Suasana di Blang Padang pada peringatan 10 Tahun Tsunami Aceh, via www.bbc.co.uk |
10 tahun sudah tsunami
Aceh berlalu, sejak 26 Desember 2004 silam. Berbagai kenangan telah melekat
dalam ingat dan ribuan tetes air mata telah jatuh dan diusap. Sedih? Tak usah
ditanya. Kehilangan? Pasti. Mengenang Tsunami adalah satu dari sekian kenangan
yang tak mungkin dilupakan.
Kalau ditanya kepada
korban tsunami atau keluarga yang ditinggalkan, tentu mereka akan meluapkan
emosi “kesedihan dan kehilangan” yang mendalam atas peristiwa satu dekade silam.

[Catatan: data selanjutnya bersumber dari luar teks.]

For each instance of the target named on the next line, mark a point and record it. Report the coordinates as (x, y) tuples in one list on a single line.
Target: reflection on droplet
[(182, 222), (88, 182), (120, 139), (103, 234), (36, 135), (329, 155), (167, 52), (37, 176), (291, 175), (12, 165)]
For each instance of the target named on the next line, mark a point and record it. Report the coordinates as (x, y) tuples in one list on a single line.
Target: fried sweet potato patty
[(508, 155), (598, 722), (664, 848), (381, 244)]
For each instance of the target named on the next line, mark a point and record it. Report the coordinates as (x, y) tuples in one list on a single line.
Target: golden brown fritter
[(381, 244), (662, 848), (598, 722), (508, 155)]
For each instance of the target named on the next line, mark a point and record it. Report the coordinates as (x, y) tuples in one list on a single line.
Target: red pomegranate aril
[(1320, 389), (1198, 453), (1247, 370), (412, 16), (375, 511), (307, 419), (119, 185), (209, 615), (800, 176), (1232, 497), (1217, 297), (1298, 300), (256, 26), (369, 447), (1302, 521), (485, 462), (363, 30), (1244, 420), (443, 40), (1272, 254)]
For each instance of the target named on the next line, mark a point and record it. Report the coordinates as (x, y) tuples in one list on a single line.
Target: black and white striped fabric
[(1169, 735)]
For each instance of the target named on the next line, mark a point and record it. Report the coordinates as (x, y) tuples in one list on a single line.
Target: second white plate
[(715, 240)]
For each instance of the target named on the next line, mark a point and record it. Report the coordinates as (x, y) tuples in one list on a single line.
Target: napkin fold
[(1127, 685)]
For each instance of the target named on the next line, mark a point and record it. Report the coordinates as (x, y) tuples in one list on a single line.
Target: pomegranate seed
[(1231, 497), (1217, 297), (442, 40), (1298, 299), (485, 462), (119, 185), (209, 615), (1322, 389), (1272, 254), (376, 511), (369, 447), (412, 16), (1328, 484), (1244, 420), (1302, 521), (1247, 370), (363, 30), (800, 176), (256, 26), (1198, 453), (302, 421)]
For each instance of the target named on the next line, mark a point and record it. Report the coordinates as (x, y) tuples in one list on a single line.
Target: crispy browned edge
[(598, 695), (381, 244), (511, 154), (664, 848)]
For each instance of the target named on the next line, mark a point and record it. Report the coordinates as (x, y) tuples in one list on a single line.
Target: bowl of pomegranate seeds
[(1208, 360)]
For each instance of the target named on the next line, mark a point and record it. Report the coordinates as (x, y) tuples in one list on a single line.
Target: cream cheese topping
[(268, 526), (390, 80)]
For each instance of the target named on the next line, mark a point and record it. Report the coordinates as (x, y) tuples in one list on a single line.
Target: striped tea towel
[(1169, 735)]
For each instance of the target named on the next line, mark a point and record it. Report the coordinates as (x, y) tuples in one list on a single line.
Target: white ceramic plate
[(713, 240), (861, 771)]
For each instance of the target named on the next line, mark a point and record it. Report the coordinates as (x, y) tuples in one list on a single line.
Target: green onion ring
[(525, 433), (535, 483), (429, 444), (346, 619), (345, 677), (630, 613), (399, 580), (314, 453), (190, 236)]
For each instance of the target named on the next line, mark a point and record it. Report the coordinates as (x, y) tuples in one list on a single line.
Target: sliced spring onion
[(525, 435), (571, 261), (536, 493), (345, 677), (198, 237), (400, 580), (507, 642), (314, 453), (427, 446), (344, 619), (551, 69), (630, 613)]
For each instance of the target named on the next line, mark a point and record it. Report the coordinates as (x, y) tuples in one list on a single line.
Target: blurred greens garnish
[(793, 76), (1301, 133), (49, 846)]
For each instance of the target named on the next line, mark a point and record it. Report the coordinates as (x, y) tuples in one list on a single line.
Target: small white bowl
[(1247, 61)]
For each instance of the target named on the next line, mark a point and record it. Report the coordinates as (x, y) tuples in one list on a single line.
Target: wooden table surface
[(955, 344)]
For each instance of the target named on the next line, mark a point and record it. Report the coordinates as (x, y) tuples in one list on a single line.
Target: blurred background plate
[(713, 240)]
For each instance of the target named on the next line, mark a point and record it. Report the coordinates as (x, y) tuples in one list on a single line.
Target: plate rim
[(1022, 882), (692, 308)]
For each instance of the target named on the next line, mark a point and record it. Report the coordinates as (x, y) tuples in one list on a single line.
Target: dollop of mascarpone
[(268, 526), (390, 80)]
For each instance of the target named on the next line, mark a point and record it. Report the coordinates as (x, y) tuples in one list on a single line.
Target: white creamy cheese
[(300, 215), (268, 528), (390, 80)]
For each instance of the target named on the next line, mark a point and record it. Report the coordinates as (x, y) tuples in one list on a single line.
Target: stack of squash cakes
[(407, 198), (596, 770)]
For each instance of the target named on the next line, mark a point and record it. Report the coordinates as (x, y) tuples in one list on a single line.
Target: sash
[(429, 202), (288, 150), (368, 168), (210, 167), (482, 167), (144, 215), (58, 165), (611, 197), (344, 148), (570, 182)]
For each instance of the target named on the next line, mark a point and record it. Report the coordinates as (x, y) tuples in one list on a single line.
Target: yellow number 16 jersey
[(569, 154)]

Matanya kerap akan berkaca-kaca mengenang peristiwa maha dahsyat itu. Saya saksikan
keheningan dan isakan tersebut kemarin malam (25/12/2014) di gedung ACC Sultan
Selim II ketika acara travelog turki berakhir. Acara yang mengusung “keterkaitan
sejarah antara Aceh dan Turki” itu dibuat bertepatan dengan peringatan 10 tahun
tsunami Aceh. Saya yang berkesempatan hadir di malam itu turut merasakan “kehilangan”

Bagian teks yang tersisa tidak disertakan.